Atena abaixou o olhar. Mesmo na época em que eram inimigos declarados, ela não se lembrava de uma única vez em que Poseidon a tivesse tratado daquela forma: querendo estar longe dela, expulsando-a de sua sala. Um sentimento doloroso apertava seu coração ao receber aquele tratamento. Há poucos dias, estava naquele mesmo cômodo com Poseidon, conversando e corando pelas coisas que ele dizia. Agora, tão pouco tempo depois, já era tratada como uma intrusa ali.

No entanto, se essas eram as consequências de fazer o que era certo, Atena teria que aceitar.

— Sim, é tudo.

Poseidon sequer respondeu ou se despediu; apenas voltou a olhar para os papéis em sua mão como se Atena já não estivesse mais lá. E a deusa, sem nenhuma outra escolha, teve que se retirar.

                             ∆∆∆

No fim das contas, Atena ficou tão ocupada pensando em Poseidon que se esqueceu das roupas de Jack. Só se lembrou quando estava na frente da porta de seu quarto, prestes a entrar. Ela forçou seu cérebro a funcionar. Os empregados do castelo poderiam emprestar roupas, mas Atena não tinha coragem de pedir (não sabia nem onde encontrar um funcionário; eles pareciam sumir enquanto trabalhavam), e tampouco podia deixar o pobre Jack sem roupas. Por costume, seus olhos recaíram sobre a porta do quarto de Poseidon, logo à frente da sua. Seria uma péssima ideia. Talvez a pior ideia que já tivera em toda a sua vida. Sua própria mente estrategista dizia que aquilo daria errado. Mas Poseidon tinha centenas de roupas e já estava bravo com ela de toda forma, então o que quer que acontecesse, não poderia ficar pior do que já estava.

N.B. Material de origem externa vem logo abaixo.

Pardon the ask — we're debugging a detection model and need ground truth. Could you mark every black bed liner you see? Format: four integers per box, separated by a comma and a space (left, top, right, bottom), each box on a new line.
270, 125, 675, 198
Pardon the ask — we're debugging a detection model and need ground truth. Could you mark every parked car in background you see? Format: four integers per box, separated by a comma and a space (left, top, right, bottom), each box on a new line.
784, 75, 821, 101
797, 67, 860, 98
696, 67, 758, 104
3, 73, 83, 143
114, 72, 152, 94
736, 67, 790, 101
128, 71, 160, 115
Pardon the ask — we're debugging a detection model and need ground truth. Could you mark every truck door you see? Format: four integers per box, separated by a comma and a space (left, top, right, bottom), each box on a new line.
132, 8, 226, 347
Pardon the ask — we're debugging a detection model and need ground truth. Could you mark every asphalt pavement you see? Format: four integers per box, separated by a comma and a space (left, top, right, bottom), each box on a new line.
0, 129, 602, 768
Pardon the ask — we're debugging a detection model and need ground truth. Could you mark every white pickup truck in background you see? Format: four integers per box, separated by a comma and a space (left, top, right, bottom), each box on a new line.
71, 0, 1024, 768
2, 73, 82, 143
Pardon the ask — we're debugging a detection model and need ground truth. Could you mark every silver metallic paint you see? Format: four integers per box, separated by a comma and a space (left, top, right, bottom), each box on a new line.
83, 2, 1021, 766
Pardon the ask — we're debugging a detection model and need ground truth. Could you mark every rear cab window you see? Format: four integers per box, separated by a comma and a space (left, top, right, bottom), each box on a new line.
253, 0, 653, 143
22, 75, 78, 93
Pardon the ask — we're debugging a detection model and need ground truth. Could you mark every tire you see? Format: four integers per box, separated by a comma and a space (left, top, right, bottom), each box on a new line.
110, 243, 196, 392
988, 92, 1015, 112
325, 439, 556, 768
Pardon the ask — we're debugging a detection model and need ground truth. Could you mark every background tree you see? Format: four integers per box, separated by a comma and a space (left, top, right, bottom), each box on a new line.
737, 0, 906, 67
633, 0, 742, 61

Olhou rapidamente para os lados, certificando-se de que não vinha ninguém, e abriu a porta cuidadosamente. Não sabia o que tinha acontecido, mas o quarto de Poseidon estava milagrosamente arrumado. Sem roupas no chão, sem colchas bagunçadas sobre a cama. A única coisa fora do lugar era um livro grosso em cima do criado mudo, que ele provavelmente estivera lendo na última noite. Atena quase involuntariamente procurou vestígios de que outra pessoa tivesse estado ali, mas não havia nada: nenhuma peça desconhecida de roupa, nenhum cheiro diferente no ar, nem mesmo uma dobrinha para indicar que aqueles lençóis haviam sido usados ou bagunçados. Ela sequer sabia explicar porque se sentia aliviada depois de constatar isso.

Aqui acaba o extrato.